Beiaard Sint-Geertruikerk
De Sint-Geertruibeiaard, ook wel de muziekdoos van Sint-Geertrui genoemd, is een van de mooiste overgebleven Vanden Gheyn-beiaarden. Hij heeft een hele heldere en frisse klank.
Sinds de inhuldiging van het Sint-Geertruiklooster in 1206 hebben veel klokken in de toren van de Sint-Geertruikerk gehangen. Veel daarvan zijn ondertussen verdwenen. De toren in zijn huidige vorm werd gebouwd in 1454 door Jan van Ruysbroeck en wordt beschouwd als een van de zeven wonderen van Leuven: de toren zonder nagels.
In 1437 werden drie nieuwe grote klokken geleverd en werd een torenuurwerk geïnstalleerd. Een eeuw later leverde Medardus Waghevens een klok van 1800 pond. Mechelse gieter Bartholomeus Cauthals leverde er in 1642 nog 14 klokjes bij. In 1678 vervaardigde Reinier Van den Steen een nieuw torenuurwerk. Helaas en ondanks herstellingen, verkeerden beiaard en torenuurwerk in 1745 in heel slecht staat. Daarom kwam er in 1746 een nieuw torenuurwerk van Chrétien Lion en kregen Leuvenaars Andreas III Jozef Vanden Gheyn en zijn zoon Andreas IV Lodewijk in 1776 de opdracht om een nieuwe beiaard te gieten.
Het resultaat was er in 1779: een beiaard met 37 perfect in middentoon gestemde klokken. Het is een van de fraaiste overgebleven Vanden Gheyn-beiaarden. Omwille van zijn heldere, frisse geluid dat klinkt vanuit de open torenspits, werd deze beiaard in de volksmond ook wel de muziekdoos van Sint-Geertrui genoemd.

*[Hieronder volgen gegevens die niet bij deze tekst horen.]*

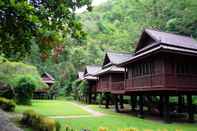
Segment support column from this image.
[105,93,110,108]
[131,95,137,111]
[120,95,124,109]
[139,95,144,118]
[114,95,120,112]
[163,95,170,123]
[187,95,194,123]
[88,92,92,104]
[178,95,184,113]
[159,96,164,117]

De Sint-Geertruibeiaard heeft als enige beiaard in Leuven geen vaste bespelingen, maar wel een vaste beiaardier: Marc Van Eyck. Hij speelt tijdens bepaalde evenementen en uiteraard in de zomer tijdens de Leuven Bells, het internationaal beiaardfestival waarbij vier Leuvense beiaarden op verschillende momenten concerteren.